Curtailing 4Q15-1Q16 volumes to preserve realizations despite accelerating completions. Despite maintaining FY15 production guidance, the company has elected to curtail 100 MMcf/d in order to match FT capacity in 4Q and avoid selling gas into local markets which are pricing around $1.00/MMBtu in November (M2 and Dominion South). The curtailments will begin in November and likely last until the Rice gathering system becomes operational in February 2016, providing access to pipelines moving gas to Midwest markets. In conjunction with the announced curtailments, Gulfport accelerated 10 net completions due to operational efficiencies and shifting wells from 1Q16 into 4Q16 to avoid $500,000/well in incremental costs associated with completing wells in the colder winter months. The increased completions results in $86 million higher D&C capex in 2015 to $667-677 million; however, it also results in similar savings in 2016. While we concede that the update is somewhat confusing, we believe it is the prudent move to preserve margins when possible while maintaining full-year guidance.
2016 activity reduced in light of lower pricing.
Dan Steffens
Energy Prospectus Group
dan_s
Posts: 37326
Joined: Fri Apr 23, 2010 8:22 am

Re: Gulfport Energy

Post by dan_s »

Gulfport's 3rd quarter production was way over my forecast. This company has increased production from 11,250 boepd in 2013 to over 100,000 boepd now. It is an amazing growth story. - Dan

Production and Realized Prices
Gulfport’s net daily production for the third quarter of 2015 averaged approximately 647.1 MMcfe per day. For the third quarter of 2015, Gulfport’s net daily production mix was comprised of approximately 81% natural gas, 12% natural gas liquids and 7% oil. Subsequent to the third quarter of 2015, estimated October 2015 net production averaged approximately 706.3 MMcfe per day.

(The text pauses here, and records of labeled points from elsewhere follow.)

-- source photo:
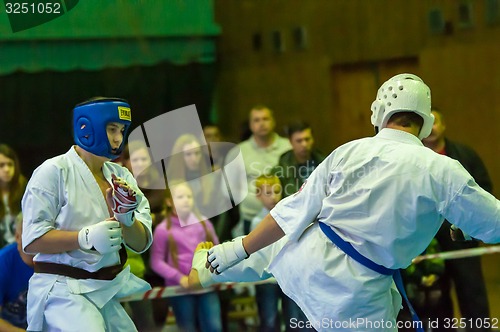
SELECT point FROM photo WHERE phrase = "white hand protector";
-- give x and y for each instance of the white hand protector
(223, 256)
(125, 201)
(458, 235)
(105, 236)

Gulfport’s realized prices for the third quarter of 2015 were $3.72 per Mcf of natural gas, $0.19 per gallon of NGL and $57.02 per barrel of oil, resulting in a total equivalent price of $3.87 per Mcfe. Gulfport's realized prices for the third quarter of 2015 include an aggregate non-cash unrealized hedge gain of $62.2 million. Before the impact of derivatives, realized prices for the third quarter of 2015, including transportation costs, were $2.07 per Mcf of natural gas, $0.19 per gallon of NGL and $40.53 per barrel of oil, for a total equivalent price of $2.33 per Mcfe.
Dan Steffens
Energy Prospectus Group
dan_s
Posts: 37326
Joined: Fri Apr 23, 2010 8:22 am

Re: Gulfport Energy

Post by dan_s »

I have updated my forecast model for GPOR and it will be posted to the EPG website later today.

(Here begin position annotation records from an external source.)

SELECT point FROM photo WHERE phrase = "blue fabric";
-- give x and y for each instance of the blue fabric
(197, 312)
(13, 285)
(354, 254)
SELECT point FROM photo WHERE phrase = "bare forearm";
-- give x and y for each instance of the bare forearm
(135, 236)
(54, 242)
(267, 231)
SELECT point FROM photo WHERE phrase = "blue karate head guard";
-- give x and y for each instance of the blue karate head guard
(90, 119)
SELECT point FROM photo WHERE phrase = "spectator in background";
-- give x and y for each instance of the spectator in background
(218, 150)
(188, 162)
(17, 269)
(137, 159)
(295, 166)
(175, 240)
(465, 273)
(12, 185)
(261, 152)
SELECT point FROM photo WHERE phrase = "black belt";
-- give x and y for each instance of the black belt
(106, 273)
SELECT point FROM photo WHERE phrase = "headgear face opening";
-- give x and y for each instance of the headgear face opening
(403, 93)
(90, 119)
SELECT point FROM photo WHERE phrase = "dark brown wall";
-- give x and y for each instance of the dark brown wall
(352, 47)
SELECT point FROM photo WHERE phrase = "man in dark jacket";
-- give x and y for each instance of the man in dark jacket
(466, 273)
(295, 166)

I have lowered my valuation to $50.10/share, compared to First Call's price target of $46.00.

The lowered valuation is because of the terrible prices they are getting for their NGLs. In 2014, GPOR sold NGLs for $48.12/bbl. In the 3rd quarter they only got $7.98/bbl for NGLs.

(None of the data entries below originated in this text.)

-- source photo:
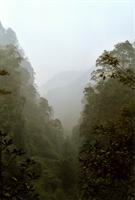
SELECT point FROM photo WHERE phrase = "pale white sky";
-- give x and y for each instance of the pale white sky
(67, 34)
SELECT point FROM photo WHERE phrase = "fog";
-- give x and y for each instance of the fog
(63, 35)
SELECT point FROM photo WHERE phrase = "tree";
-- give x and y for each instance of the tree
(108, 129)
(18, 172)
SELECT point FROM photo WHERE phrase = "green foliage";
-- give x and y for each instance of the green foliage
(17, 173)
(108, 127)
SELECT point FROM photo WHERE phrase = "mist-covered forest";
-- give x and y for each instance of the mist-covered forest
(90, 155)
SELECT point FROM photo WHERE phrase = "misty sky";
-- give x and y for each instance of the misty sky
(67, 34)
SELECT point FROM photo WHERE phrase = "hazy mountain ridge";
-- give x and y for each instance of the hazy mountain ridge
(65, 93)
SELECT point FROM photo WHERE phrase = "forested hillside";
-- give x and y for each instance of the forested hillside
(38, 161)
(32, 141)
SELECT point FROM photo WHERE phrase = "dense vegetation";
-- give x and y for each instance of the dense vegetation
(35, 156)
(108, 127)
(37, 161)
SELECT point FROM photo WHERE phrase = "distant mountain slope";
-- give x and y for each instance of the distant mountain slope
(65, 92)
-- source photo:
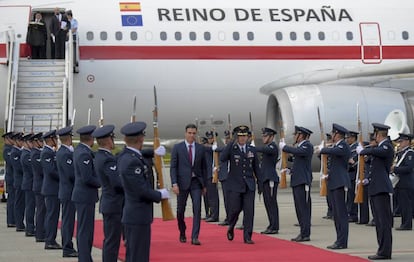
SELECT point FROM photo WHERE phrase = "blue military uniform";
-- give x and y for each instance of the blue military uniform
(243, 172)
(85, 195)
(301, 181)
(65, 167)
(50, 189)
(338, 184)
(112, 197)
(139, 197)
(270, 154)
(380, 190)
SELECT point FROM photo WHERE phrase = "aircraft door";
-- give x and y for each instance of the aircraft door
(371, 46)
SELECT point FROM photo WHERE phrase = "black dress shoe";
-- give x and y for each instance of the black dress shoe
(230, 234)
(195, 241)
(336, 246)
(183, 239)
(378, 257)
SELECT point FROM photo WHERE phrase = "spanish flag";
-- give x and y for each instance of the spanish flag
(130, 6)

If you look at a lot of other analysts forecast models (like I do), you will notice a wide gap in the forecasts for 2016. For example, the earnings per share forecasts submitted to First Call (Reuters) for Gulfport for 2016 range from $-2.05 to $0.51. That is quite a spread, and very confusing for a lot of investors. Here is why that happens:
> Each Wall Street firm has their own commodity price deck for next year and their analysts are required (by the firm) to assume those oil & gas prices in their forecasts.
> A lot of analysts do not seem to understand that the huge non-cash impairment charges taken this year will significantly lower DD&A rates in the future. For example, the big impairment charge GPOR took in Q3 lowered their DD&A rate by over $3.00/boe going forward. That makes a big difference in reported earnings going forward.

GPOR is choking back a lot of production today because of crappy gas and NGL prices. IMO it is a very wise move. Marcellus/Utica gas and NGL prices should get a nice boost in early 2016 when several large midstream projects come on-line. IMO now is a great time to accumulate GPOR. It is an amazing growth story and it has top shelf management.